Elogio de la maragatería (5)
El ejercicio de recordar
permite llegar a recovecos que estaban latentes, levemente luminosos como
brasas. Pero bastó un soplido de aire para que se avivaran. La memoria no
siempre es selectiva. Guarda en sus archivos imágenes buenas y de las otras.
Como escribió el poeta “...memoria de una piedra sepultada entre ortigas...” Y la
memoria sepultada también afloró.
En el artículo
anterior comenté con agrado algunos aspectos de la vida escolar, durante la
década de 1970. Esa etapa fue muy feliz, salvo algunos sucesos que seguramente
en otra oportunidad comentaré. Alguno de ellos fueron más graves que otros.
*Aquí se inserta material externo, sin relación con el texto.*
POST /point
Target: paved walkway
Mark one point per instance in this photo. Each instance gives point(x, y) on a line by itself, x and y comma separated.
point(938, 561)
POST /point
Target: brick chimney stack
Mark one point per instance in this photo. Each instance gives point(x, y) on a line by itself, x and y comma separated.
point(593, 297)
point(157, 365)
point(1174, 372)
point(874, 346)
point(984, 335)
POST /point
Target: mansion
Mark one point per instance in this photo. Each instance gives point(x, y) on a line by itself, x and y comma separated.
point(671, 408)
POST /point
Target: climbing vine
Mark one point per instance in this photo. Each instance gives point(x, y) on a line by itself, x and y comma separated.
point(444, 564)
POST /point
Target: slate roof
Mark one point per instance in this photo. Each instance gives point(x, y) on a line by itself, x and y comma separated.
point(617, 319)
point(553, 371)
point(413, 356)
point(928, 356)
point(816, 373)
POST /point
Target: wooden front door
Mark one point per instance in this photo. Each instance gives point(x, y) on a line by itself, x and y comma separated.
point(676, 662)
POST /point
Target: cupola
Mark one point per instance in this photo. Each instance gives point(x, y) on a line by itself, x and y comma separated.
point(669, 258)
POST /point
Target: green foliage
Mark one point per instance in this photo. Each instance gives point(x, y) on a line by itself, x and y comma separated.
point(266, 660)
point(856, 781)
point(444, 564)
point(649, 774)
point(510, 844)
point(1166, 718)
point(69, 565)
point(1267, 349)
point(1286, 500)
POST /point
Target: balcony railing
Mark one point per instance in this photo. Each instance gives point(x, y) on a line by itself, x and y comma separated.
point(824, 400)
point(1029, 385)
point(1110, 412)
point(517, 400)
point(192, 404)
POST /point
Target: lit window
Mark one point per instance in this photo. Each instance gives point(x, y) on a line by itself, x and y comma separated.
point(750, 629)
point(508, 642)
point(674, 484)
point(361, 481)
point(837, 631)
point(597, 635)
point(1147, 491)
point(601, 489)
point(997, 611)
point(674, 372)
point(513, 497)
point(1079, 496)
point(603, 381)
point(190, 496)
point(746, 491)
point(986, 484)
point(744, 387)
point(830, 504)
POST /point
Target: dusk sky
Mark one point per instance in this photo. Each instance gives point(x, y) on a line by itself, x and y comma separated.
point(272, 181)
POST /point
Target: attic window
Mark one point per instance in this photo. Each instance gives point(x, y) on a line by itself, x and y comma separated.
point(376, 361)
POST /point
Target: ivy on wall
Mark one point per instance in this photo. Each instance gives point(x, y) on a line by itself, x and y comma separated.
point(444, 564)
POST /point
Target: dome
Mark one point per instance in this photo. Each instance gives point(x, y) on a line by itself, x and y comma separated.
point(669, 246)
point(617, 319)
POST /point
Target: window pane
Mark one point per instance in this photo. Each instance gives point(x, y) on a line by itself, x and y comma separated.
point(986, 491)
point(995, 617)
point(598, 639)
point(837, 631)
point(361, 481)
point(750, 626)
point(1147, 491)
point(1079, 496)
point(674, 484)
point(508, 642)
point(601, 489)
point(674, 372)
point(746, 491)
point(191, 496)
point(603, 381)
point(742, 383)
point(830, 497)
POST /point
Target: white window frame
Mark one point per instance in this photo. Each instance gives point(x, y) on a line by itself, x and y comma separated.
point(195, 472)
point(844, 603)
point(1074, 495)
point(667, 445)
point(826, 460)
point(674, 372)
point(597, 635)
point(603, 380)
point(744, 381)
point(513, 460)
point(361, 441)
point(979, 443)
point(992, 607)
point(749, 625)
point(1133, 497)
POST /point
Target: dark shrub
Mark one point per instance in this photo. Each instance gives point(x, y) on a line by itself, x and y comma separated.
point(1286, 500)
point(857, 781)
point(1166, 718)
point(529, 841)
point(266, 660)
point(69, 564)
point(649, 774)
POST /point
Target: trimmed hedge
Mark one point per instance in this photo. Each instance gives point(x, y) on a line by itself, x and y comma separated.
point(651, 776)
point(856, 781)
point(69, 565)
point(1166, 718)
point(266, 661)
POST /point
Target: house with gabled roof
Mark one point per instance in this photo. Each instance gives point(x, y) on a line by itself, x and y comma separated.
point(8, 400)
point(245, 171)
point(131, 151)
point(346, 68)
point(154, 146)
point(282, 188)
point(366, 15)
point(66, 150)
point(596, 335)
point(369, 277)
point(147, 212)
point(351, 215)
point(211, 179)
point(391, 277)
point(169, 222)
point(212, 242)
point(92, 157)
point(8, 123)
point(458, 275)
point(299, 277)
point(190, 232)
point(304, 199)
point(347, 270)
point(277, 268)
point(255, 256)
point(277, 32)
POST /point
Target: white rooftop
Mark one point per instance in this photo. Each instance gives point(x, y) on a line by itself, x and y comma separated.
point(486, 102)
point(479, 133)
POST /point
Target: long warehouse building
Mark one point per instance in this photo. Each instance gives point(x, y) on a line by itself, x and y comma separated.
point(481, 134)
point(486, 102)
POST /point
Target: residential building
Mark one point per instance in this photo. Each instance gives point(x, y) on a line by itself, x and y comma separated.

Pero hubo uno cuyo recuerdo, por desagradable y diría hasta doloroso, todavía
permanece: la del maestro irascible. Recuerdo que fue en cuarto año. La maestra
titular solicitó licencia maternal y el grupo que yo integraba soportó al
suplente durante varios meses. No lo sé, pero debe haber sido la primera
experiencia docente del sujeto, ¡y justo nos tocó a nosotros! ¿Qué culpa
teníamos? Cosas del destino, seguramente.
El maestro en
cuestión por algún motivo especial que sospechábamos pero que nunca nos
atrevimos a verbalizar, iba siempre hacia nuestro pelo. Ante la menor señal de
charla o distracción de niños de ocho o nueve años, el maestro iba hacia
nuestro cuero cabelludo y lo zamarreaba con violencia. Más de uno quedó
lagrimeando o llorando literalmente. Era otra época. Y nadie cuestionó al
maestro colérico. Sufrimos durante muchos meses los mechones de pelo que
quedaban en la mano del maestro desalineado, de apariencia cadavérica. Su
pedagogía era el miedo. Muchos maestros eran así y quizás muchos todavía tienen
esas prácticas.
Alguien con mucho
ingenio, no recuerdo exactamente quién (¿“El Cabeza” Daniel? ¿Rafael? ¿Gabriel
o Luis Angel?), propuso en una reunión organizada de apuro en el recreo,
regalarle restos de pelos, en el Día del
Maestro. Alguien consiguió un estuche de reloj y yo recuerdo haber ido a
la Peluquería de “Tito”, que estaba en 25 de mayo y Asamblea, al lado de la
Confitería París. Como era amigo de mi padre, y mi cabeza también era su
cliente, fue fácil pedirle algunos mechones de los que estaban tirados en el
piso, vaya a saber de qué cliente. Así acondicionamos aquellos cabellos en el
estuche y lo envolvimos para regalo. Recuerdo todavía el salón en el que se lo
entregamos (entrando a la escuela, a la izquierda). Los ojos soberbios del
Maestro brillaron. Y fue muy grande la desilusión, casi humillación que tuvo
que soportar. Pero fue la única acción, pacífica, ante todo pacífica, que como
alumnos permanentemente humillados pudimos tomar ante la prepotencia cotidiana
que ejercía ese docente contra nosotros alumnos, no fieras.
Claro que como
siempre sucede, “la venganza será terrible”. El maestro siempre genera una
relación de dominio ante sus alumnos. Y aquella protesta que pretendió ser
pacífica terminó a los pocos días con un borrador por la cabeza de alguno de
mis compañeros.
Hoy, cuando pasaron casi cuatro décadas, sigo
manteniendo el peor recuerdo de aquel maestro. Y sé que sigue dando vueltas y
haciendo alarde de lo que es la pedagogía. Pero toda aquella generación que lo
padeció no me deja mentir, porque lo sufrimos. Y no es porque fuéramos lo que
se dice la piel de Judas, pero se ve que el hombre o tenía problemas con el
cabello de los demás o simplemente era un tipo de pocas pulgas.